The Federal Cabinet took a difficult but right step towards trade liberalisation with India on Wednesday, deciding to raise the number of importable items from 1,946 to 5,600. As many as 1,209 items, still on the negative list, are to be phased out by the end of the current year, completing the trade normalisation process and grant of MFN status to India.
Some of the government's critics have been taking issue with the expected move to accord the Most Favoured Nation (MFN) status to India, arguing that doing so would be a travesty because Pakistan has serious issues of conflict with that country. The term actually is a misnomer; all it means is normal trade, not preferential treatment of any sort.
No doubt, India is a bad neighbour not only to Pakistan but almost all countries around it. Which is why regional trading opportunities within the Saarc framework remain largely unutilised. The hope now is that where wars and diplomacy failed, economic interest will push India towards a peaceful resolution of all contentious issues, including the core issue of Kashmir. Pakistan's decision has come after nearly year-long extensive consultations between the Commerce Ministry and various stakeholders, including chambers of commerce and industry and trade associations.
It was not easy to make. Some sections of the business community, especially in the textile sector, had wanted continuation of restricted trade for another five years. They need not fear. This country is already glutted with low-cost Chinese products. If the local businesses can compete with Chinese manufacturing industries, there is no reason why the same should not apply to India.
This side must shun pessimism and get ready to take advantage of the fact that trade liberalisation with India will open up $369.769 billion market to anyone ready to grab the opportunity. There is an urgent need though to put in place a proper mechanism to remove non-tariff barriers and create a level-playing field. Conscious of its responsibilities the government is already working in that direction.
According to a report, the Ministry of Commerce has sought conditional permission on the negative list, and is to go back to the Cabinet for a go-ahead on complete trade liberalisation after further negotiations with India. These deliberations need to give special attention to help Pakistan's textile and agricultural products specially fruits to India.
Two countries' bureaus of standards must work out an agreement for proper handling of each other's imports. In the past, Pakistani exporters, especially in the cement sector, have had frustrating experiences vis-a-vis Indian quality standards system. Wahga must not remain the only land route for trading. During Indian Commerce Minister Anand Sharma's visit to Pakistan last month, the likelihood of opening up the Khokhrapar-Monabao route was mentioned.

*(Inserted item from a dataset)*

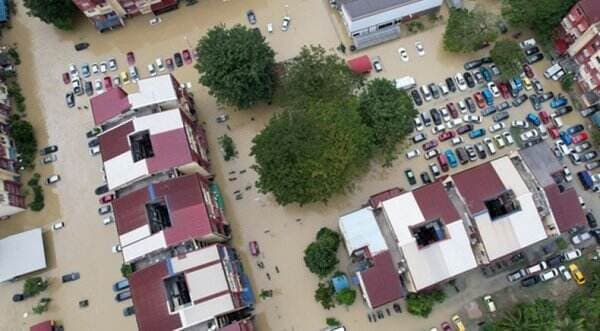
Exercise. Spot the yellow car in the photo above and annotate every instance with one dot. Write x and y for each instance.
(459, 326)
(577, 274)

That needs to be done sooner rather than later. Let there be a trade through Sialkot and Jammu as well. There are several other such prospects that must also be pursued actively. First and foremost, the visa regime requires major review. A move is already underway to ease up visa problems. Any new relaxation measure must aim at facilitating those engaged in medium and small businesses since they have a big role to play in trade expansion. Restriction of three cities and police reporting for business visa needs to be done away with.
Multiple entry visa of three to five years be given to members of trade bodies. Pakistan needs to keep on pressing for removal of non-trade barriers in India for trade within Saarc. Let both countries authorities give licence to each others banks to open branches. Connectivity through land, sea and air be encouraged with fiscal incentives. Let us allow each others' designers of clothes and jewellery in each others territories.
Why should India and Pakistan trade via Dubai or Colombo. Now that Pakistan has just about crossed the Rubicon, India is expected to respond with measures that make the present decision worth its while. Let us tango.